On The Importance Of Reassurance

TW: contains very mild reference to self-harm/suicide.

It would seem that, when God (or whomever is responsible) was allocating confidence and self-esteem, I was on another planet, doing something else, blissfully ignorant of what this would eventually mean.  I have therefore always looked around for encouragement and reassurance from my parents, teachers, university tutors, employers…whoever was in the background.  I have never been someone who was happy with my own output, always convinced that I ‘could do better’ and lacking any kind of assertiveness.  To constantly seek reassurance happens to be a symptom of Depression and other Mental Health conditions, so when such issues became apparent in me, it was only natural that this be something with which I would struggle enormously.

I spend a disproportionate amount of time doubting myself, doubting that I am ill, doubting that I am worthy of help and support (on a personal or professional level), doubting that I have legitimate cause to ‘bother people’.  I like my worries to be validated, to be told that I am neither a ‘time-waster’ nor a ‘fraud’.  I like to be reassured that I am not about to be abandoned and left to fend for myself.

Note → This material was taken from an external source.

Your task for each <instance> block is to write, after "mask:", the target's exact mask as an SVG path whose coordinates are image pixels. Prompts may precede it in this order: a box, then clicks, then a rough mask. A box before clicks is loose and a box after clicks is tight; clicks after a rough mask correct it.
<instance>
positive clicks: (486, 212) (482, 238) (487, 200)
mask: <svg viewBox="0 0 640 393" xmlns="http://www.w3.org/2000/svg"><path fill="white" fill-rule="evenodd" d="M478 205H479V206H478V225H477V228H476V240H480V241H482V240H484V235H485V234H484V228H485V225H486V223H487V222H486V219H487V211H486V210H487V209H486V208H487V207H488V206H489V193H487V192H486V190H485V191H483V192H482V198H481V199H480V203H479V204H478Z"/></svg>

However, I have discovered only recently that not only do I have to trust people when they cast aside my fears as baseless and deem them unnecessary.  Not only do I have to have faith in those who remind me that my illness is spinning warped versions of the truth and planting them in my mind.  But I also have to reassure others.  When my behaviour gives people due cause for concern, I have to reassure them that my SH is not an attempt at suicide.  I have to explain that it is my way of relieving some of the torment in my mind, and of communicating my distress to others.  When I am honest and let people know I’m struggling, I have to go on and promise that I am safe and not an imminent danger to myself.  When, despite my best efforts, my Mum comes to learn that I have been having wounds attended to, I must then go on and ask her to trust that I have ‘things’ under control, that she needn’t worry about me (although, as my Mum, she insists it is her job to worry about me).

So, yes, I have always looked over my shoulder in search of the person who can tell me that I am doing things right or that I am not a time-waster, or a fraud.  But I have only lately come to realise that, under current circumstances, people need the same from me.